I jumped up, my form shaking viciously in defeat but my fists curled in anger. “I-I said stop! T-They have nothing to do with this, w-why are you bringing it up?” I sobbed, unable to see the link between what Drew had done for me in the past and the fact that I wanted to go and welcome Kier from the plane.

“You think you know that man but you don’t,” Drew growled, his voice a little quieter now, and I saw his face soften slightly at the sight of my pained expression. “He’s different and I don’t want you mixing with people like him.”
“I-I’m not a child, would you believe.” I croaked, sniffling while desperately attempting to stop my tears. “A-And what do you mean ‘like him’? You don’t know him yourself.”

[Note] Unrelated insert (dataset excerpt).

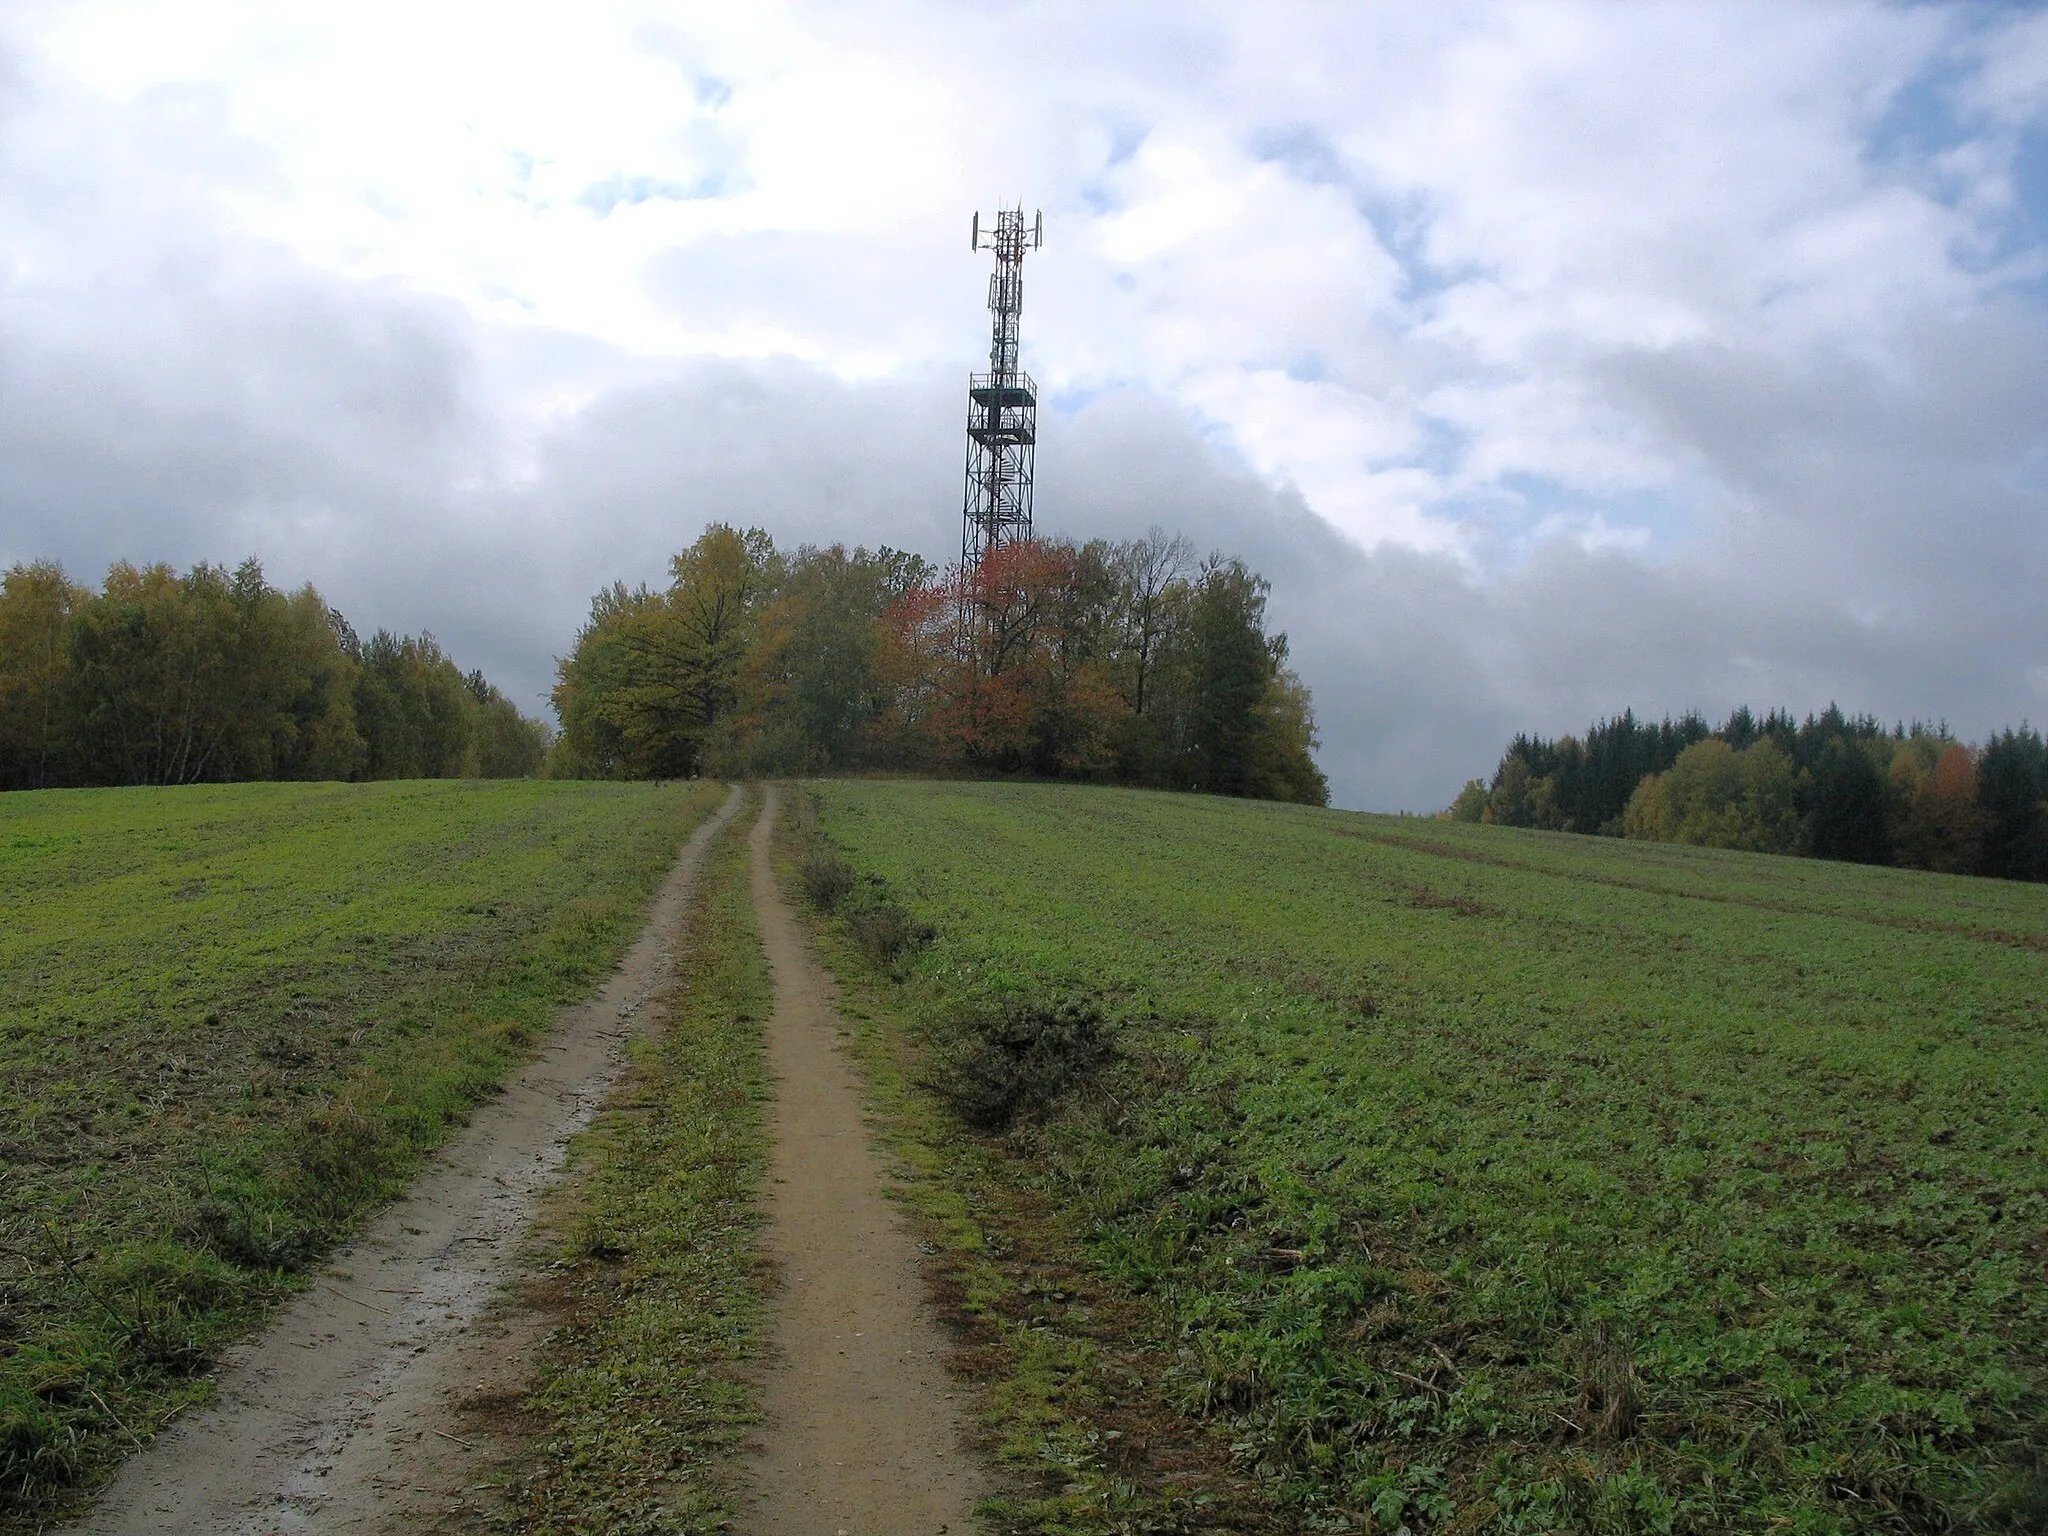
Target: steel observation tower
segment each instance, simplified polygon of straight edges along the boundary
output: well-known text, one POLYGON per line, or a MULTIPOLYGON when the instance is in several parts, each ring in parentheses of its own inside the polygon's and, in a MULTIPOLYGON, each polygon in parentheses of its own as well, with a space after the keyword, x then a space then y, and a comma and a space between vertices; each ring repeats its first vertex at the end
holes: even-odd
POLYGON ((1017 322, 1024 312, 1024 253, 1045 244, 1045 215, 1005 209, 992 229, 974 215, 973 248, 996 253, 988 280, 994 326, 988 372, 967 381, 967 494, 960 516, 960 563, 969 571, 1014 539, 1031 537, 1031 458, 1038 444, 1038 386, 1017 366, 1017 322))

“I know his type.” Drew countered, holding his arms almost egotistically. “Those model guys are so pompous and self-righteous that they don’t care about anything other than themselves.”
“That’s not true!” I cried, hating the way my friend was talking about the man I was developing quite a strong admiration for. “He’s nothing like that; h-he cares… H-He was there when you were ignoring my cries, h-he held me...”
“It’s all an act.”

I whimpered, merely shaking my head more. I must have looked pathetic in front of him, unable to even protect Kier when he was being insulted, but at that moment I couldn’t bring myself to do anything other than stand and cry desperately for Drew to understand that he was wrong.

“Anyway,” Drew murmured, shaking his head as if he was shrugging away everything that had happened. “I still don’t think it’s a good idea for you to go.”

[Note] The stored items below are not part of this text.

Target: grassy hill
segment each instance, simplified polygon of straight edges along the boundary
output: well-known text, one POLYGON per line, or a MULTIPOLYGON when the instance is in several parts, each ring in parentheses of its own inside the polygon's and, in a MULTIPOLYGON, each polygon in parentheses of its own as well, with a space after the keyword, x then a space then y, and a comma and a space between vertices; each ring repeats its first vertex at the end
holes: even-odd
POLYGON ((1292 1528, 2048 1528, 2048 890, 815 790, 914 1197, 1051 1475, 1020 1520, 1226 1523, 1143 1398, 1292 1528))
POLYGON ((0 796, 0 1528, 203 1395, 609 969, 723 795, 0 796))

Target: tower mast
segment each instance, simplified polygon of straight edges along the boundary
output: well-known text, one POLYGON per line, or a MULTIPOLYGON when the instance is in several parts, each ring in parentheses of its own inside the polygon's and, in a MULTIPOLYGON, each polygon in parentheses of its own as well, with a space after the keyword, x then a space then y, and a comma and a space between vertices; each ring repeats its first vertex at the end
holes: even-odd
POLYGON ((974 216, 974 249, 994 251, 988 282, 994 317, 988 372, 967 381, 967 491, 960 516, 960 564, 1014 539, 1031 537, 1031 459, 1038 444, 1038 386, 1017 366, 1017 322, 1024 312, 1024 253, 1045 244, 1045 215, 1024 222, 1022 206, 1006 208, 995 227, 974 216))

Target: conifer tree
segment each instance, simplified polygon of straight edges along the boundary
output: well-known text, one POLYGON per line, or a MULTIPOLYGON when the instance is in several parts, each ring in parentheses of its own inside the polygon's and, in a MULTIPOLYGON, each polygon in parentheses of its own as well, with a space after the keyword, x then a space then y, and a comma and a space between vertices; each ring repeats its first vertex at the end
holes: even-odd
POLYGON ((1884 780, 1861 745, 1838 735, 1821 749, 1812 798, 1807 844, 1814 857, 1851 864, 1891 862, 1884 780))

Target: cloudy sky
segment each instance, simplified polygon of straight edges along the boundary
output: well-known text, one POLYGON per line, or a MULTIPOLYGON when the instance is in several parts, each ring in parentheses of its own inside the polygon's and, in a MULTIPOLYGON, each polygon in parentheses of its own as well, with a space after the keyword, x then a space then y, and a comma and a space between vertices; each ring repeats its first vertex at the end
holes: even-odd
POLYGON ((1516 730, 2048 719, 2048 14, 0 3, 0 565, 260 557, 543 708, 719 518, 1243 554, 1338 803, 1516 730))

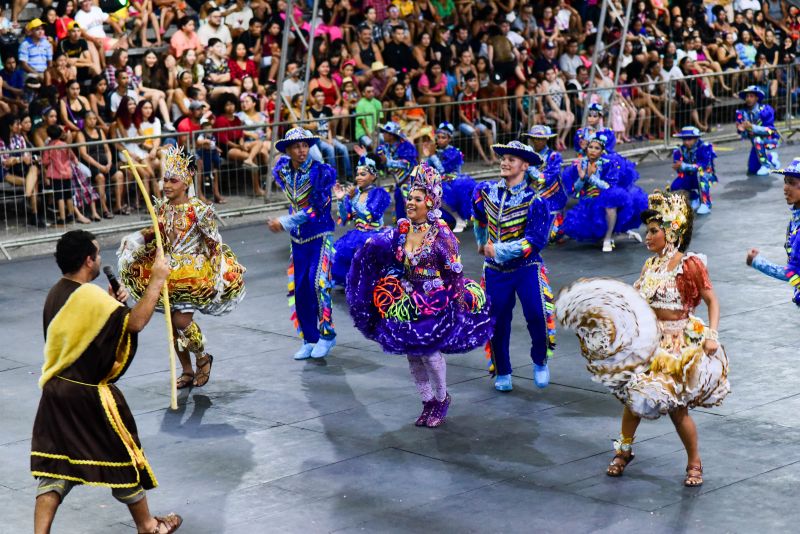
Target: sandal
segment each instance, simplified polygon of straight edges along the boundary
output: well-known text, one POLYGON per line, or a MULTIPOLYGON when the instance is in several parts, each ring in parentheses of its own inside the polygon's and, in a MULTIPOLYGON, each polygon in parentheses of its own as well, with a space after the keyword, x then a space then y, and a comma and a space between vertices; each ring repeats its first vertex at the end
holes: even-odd
POLYGON ((606 469, 606 474, 610 477, 621 477, 622 473, 625 472, 625 468, 628 467, 633 459, 636 457, 635 454, 630 453, 630 455, 626 455, 624 452, 620 451, 614 455, 611 459, 611 463, 608 464, 608 468, 606 469), (624 463, 617 463, 617 458, 622 460, 624 463))
POLYGON ((192 385, 192 381, 194 381, 194 373, 183 372, 181 373, 181 376, 178 377, 178 380, 175 381, 175 388, 188 388, 192 385))
POLYGON ((208 383, 208 379, 211 378, 211 364, 213 363, 214 357, 210 354, 206 354, 206 359, 202 363, 200 363, 200 358, 197 359, 197 371, 194 373, 192 385, 201 388, 208 383))
POLYGON ((703 485, 703 466, 702 465, 687 465, 686 478, 683 479, 683 485, 687 488, 696 488, 703 485))
POLYGON ((183 518, 178 514, 169 514, 166 516, 155 516, 153 517, 158 523, 156 524, 156 528, 149 532, 139 532, 139 534, 170 534, 170 532, 175 532, 181 525, 183 524, 183 518), (173 526, 169 526, 170 523, 177 521, 173 526), (162 531, 161 527, 166 528, 167 530, 162 531))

“B-But… K-Kier…” I stuttered out, gradually giving up on trying to plead my case.

“Look, Shane, Please.” Drew sighed, his voice much more sincere now. “You’re afraid of going out there and I won’t be there to help you, and you know as well as I do that Laurence won’t help either.”

I nodded, knowing it was for certain that I wouldn’t be able to get through the front door without my throat closing up and tears streaming down my cheeks, let alone make it to the airport. “I have to get over it at one point… why not start now?” I murmured, pushing away all negativity as I thought of Kier.

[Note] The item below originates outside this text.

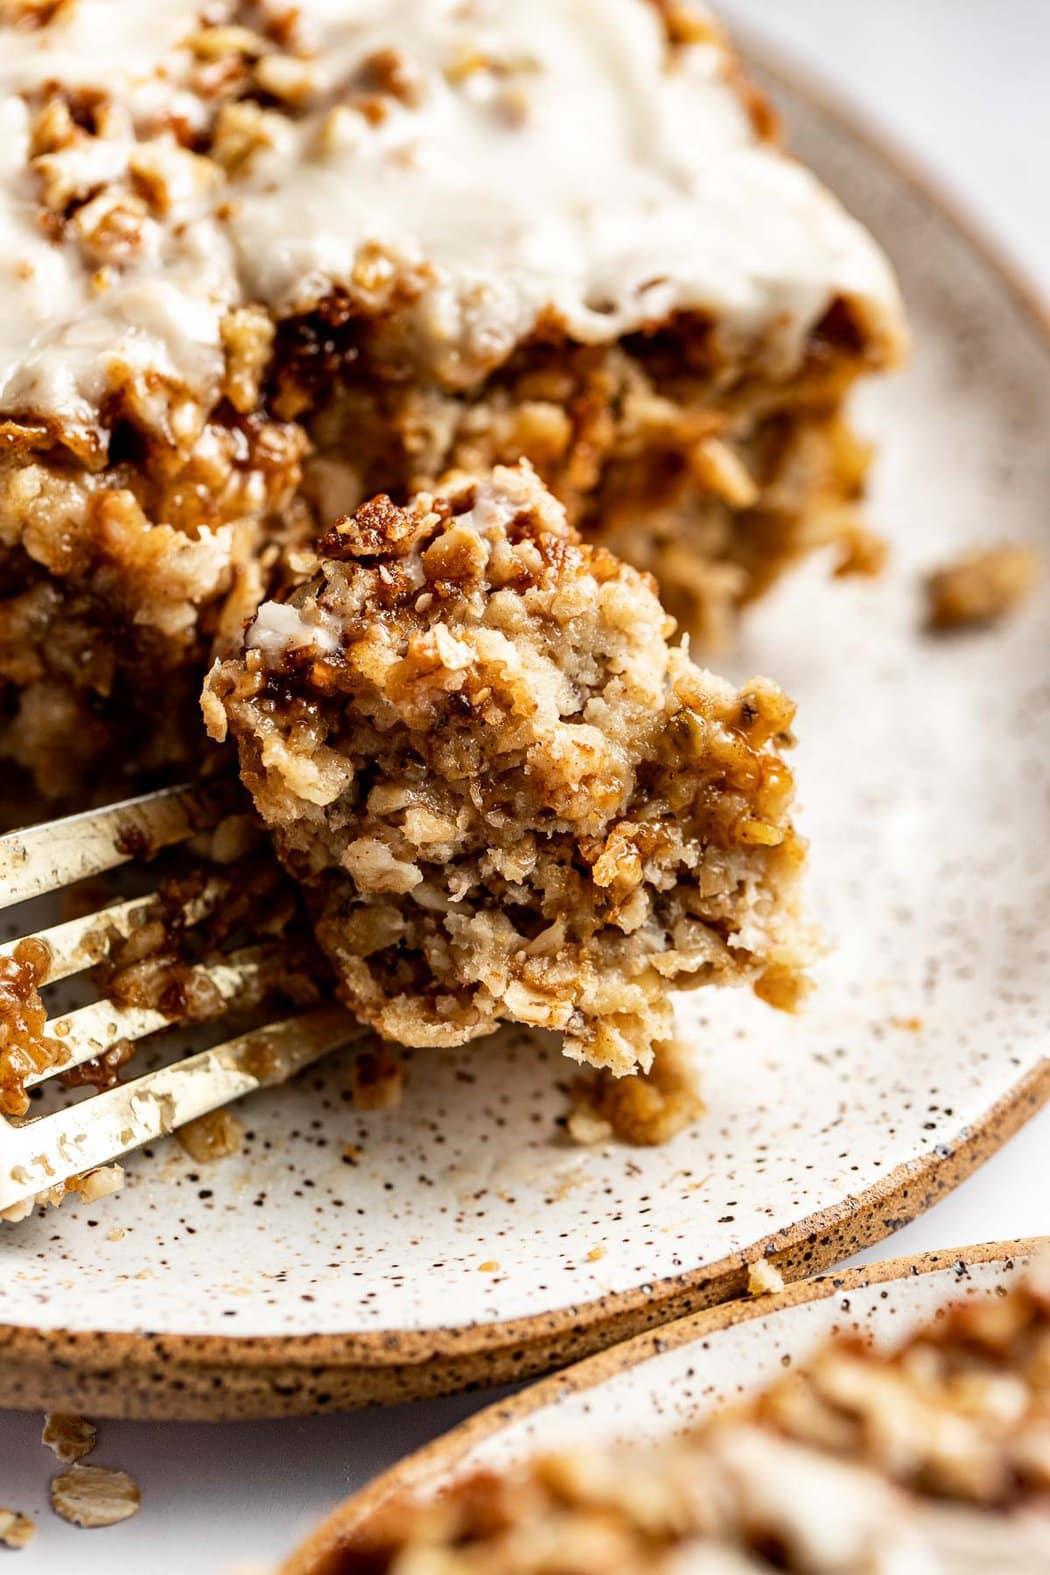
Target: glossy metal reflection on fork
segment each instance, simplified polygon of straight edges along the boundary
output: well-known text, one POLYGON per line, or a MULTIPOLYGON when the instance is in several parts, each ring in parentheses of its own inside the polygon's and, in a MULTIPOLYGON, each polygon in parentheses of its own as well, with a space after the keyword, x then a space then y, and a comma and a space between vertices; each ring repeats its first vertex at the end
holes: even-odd
MULTIPOLYGON (((228 782, 193 783, 9 832, 0 836, 0 908, 213 830, 230 808, 228 782)), ((42 942, 47 963, 45 971, 38 971, 37 983, 53 984, 98 962, 109 939, 129 935, 153 900, 151 895, 133 897, 33 937, 8 941, 0 945, 0 957, 15 955, 22 940, 42 942)), ((198 902, 203 911, 206 890, 198 902)), ((196 915, 190 911, 184 917, 192 923, 196 915)), ((223 1004, 233 1008, 249 992, 261 964, 259 949, 244 947, 220 963, 202 964, 200 971, 223 1004)), ((64 1054, 55 1065, 31 1074, 26 1087, 93 1060, 119 1040, 141 1039, 172 1021, 154 1007, 108 1000, 60 1015, 49 1021, 46 1031, 64 1054)), ((54 1114, 22 1121, 0 1117, 0 1217, 21 1217, 38 1195, 54 1193, 242 1094, 285 1082, 359 1032, 342 1007, 316 1007, 54 1114)))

“I won’t be there to help you.”

“Come with me.”

Drew snorted, shaking his head. “No,” I heard his quiet mumble. “I don’t get along with him that much.”

“H-He’d appreciate you being there for me…” I countered, sniffling and wiping my tears on my sleeves. I nodded when I received only silence as a response, accepting defeat. “Fine… I won’t go… Now, please leave my room.”

He did as asked without a second thought, something I was very thankful for, and I moved over to my bed to fall onto it, forgetting all previous excitement of seeing Kier the next day. All it will be is disappointment for the both of us now; I’d ruined everything with my own lack of ‘backbone’. Something I’d heard way too many times before.